JavaScript has one call stack and only one handler can be here at a time. When req 'A' comes, stack becomes:

| handler(A) |

When it hits await, it is popped out from the call stack, so the stack becomes:

|   EMPTY   |

This is the key moment. A is not running.
A is not on the stack.
A is stored in memory as a paused continuation.

Similarly things will happen when req 'B' comes.

Where are A and B?

In something like this (conceptually):

Waiting List (Event Loop memory):

- Resume handler(A) after dbCall
- Resume handler(B) after dbCall

Now, go according to the flow(as stated above), when DB finishes for A, handler(A) will come back in the stack and same goes for req 'B'. These functions get pushed and popped from the stack very fast as if they are running almost parallely.

One question might come into you mind:

What if req 'A' has to do a lot of work (no I/O, or CPU intensive) which may take 1-2s, then what if req 'B' also comes at the same time as 'A'? As the call stack can have only one handler in it, how this case will be handled?

So, I will put it in a simple way, handler(A) is currently there in the stack, so handler(B) can't be pushed in, so this request will be waiting in the event queue. Visual explanation:

A: [ line1 line2 line3 line4 line5 await ]
B: ------waiting in the queue------[ line1 line2 line3 await ]

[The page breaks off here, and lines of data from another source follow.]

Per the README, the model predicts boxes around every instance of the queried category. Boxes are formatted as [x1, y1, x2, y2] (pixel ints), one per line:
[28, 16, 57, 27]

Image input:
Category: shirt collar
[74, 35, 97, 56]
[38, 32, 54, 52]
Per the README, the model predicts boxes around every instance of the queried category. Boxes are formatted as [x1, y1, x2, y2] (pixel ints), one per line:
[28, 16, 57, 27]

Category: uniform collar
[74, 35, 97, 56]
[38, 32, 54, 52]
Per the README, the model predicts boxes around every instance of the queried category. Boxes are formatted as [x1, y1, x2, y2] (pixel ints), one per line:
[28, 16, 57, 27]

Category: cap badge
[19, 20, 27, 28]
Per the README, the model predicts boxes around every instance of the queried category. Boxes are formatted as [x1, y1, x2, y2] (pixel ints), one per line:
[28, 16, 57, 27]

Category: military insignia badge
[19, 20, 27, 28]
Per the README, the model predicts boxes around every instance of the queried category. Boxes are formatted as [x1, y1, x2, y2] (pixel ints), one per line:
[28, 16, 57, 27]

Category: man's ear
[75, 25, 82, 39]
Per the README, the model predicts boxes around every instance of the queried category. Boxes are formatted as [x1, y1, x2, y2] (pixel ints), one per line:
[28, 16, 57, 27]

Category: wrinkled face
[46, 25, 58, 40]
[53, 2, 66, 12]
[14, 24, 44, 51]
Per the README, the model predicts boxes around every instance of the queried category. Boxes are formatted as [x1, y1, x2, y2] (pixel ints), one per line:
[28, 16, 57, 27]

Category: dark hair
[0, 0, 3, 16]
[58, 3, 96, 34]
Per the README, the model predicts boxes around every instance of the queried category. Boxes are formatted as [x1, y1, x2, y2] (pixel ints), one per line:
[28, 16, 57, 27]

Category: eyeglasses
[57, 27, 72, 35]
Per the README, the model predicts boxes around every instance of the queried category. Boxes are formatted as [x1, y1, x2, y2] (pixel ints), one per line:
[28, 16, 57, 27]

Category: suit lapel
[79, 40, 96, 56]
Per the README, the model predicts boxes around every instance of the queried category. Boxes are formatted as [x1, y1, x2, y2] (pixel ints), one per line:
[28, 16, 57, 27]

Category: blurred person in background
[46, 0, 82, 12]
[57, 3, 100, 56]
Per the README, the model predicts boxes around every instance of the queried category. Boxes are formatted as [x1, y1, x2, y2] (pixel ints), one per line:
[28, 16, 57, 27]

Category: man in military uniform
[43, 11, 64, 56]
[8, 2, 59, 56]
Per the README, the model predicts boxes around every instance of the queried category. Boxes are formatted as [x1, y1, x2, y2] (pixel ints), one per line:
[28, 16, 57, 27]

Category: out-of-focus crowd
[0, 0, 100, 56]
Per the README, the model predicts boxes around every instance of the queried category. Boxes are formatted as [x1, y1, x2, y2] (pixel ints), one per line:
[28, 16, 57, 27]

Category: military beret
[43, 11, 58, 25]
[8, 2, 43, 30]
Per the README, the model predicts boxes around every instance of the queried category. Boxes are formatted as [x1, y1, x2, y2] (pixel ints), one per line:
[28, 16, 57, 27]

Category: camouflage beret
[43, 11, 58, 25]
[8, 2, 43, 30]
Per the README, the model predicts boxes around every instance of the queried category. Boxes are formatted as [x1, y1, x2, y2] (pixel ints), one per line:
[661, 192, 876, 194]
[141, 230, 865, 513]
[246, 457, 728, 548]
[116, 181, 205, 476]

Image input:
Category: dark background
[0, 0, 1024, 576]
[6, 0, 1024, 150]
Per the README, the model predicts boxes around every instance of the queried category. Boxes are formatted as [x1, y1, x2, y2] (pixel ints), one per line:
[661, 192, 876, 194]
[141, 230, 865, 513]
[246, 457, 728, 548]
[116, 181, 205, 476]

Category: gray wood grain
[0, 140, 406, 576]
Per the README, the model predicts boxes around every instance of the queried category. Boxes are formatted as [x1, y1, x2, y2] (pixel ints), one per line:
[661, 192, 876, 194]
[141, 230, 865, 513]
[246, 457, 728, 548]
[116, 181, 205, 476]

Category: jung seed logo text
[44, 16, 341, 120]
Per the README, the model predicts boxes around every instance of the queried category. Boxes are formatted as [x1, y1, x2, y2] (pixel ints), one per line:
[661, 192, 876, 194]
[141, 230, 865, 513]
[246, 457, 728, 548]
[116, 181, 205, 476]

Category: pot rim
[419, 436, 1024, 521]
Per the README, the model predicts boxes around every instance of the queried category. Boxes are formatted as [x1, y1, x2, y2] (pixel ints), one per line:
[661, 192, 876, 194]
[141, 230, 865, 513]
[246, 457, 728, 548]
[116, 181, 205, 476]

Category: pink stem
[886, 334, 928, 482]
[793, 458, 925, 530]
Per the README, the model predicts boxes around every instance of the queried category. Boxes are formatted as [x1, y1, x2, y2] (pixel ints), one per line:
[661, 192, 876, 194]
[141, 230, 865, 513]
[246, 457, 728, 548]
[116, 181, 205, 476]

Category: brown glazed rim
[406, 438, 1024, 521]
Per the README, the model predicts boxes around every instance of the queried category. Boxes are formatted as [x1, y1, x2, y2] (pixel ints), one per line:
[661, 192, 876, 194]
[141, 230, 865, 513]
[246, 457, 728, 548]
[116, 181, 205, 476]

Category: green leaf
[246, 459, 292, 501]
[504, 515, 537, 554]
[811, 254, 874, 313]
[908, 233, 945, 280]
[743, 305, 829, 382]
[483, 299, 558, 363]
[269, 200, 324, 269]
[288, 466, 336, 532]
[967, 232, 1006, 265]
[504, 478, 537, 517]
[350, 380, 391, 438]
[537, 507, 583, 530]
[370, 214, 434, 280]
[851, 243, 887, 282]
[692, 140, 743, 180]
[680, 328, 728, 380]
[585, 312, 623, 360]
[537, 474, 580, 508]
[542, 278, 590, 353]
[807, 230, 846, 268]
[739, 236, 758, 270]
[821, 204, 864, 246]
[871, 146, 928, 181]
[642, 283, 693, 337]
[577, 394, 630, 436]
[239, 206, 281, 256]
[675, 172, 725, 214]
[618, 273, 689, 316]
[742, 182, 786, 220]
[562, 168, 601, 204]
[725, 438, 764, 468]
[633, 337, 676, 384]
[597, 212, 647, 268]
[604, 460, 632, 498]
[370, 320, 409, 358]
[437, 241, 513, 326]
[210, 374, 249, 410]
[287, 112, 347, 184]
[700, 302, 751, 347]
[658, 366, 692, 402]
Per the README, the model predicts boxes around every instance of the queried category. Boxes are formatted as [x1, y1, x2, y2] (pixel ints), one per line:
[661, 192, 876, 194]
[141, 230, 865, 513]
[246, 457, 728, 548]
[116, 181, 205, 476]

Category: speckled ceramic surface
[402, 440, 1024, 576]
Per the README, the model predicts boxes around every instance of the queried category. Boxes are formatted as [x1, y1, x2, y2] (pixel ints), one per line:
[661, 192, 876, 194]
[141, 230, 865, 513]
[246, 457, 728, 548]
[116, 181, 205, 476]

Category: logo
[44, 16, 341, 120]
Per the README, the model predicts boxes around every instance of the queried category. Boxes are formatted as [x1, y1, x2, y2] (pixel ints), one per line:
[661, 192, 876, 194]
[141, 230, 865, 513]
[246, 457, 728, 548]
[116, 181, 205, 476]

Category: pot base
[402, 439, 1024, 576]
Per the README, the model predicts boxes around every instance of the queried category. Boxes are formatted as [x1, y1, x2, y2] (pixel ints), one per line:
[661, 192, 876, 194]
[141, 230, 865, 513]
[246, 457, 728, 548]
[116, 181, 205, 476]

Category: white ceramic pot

A: [ sync work ............ ][ await .... ]
B: [ ------waiting--------- ][ sync work  ] [ await .... ]

But usually these type of works(from line1 till line5) finish in a very small amount of time.

How JS ensures that there is only one handler in the call stack?

For this you need to visualize how an event loop looks like:

while (true) {
  if (callStack is empty) {
    take next callback from queue
    push it to stack
    run it
  }
}

Event queue:

Event Queue:
[ handler(A), handler(B), handler(C) ]

So, does the call stack has to have exactly one function in it? Then why do we even use a call stack? And what if the handler is calling some other functions?

Yes, stack has to have exactly one function in it, but with an important, precise wording.

In a single Node.js main thread, only one JavaScript execution context runs on the call stack at any instant.

What “one function” really means

The call stack can have many frames (nested calls):

handler()
  └─ service()
       └─ helper()
       
Call stack becomes:

| helper  |
| service |
| handler |

But this whole stack belongs to one executing flow. There is never a second, independent function executing alongside it. So that is why to maintain these function, we do need a call stack.

So, this was all for my first blog. I hope you really made something out of this.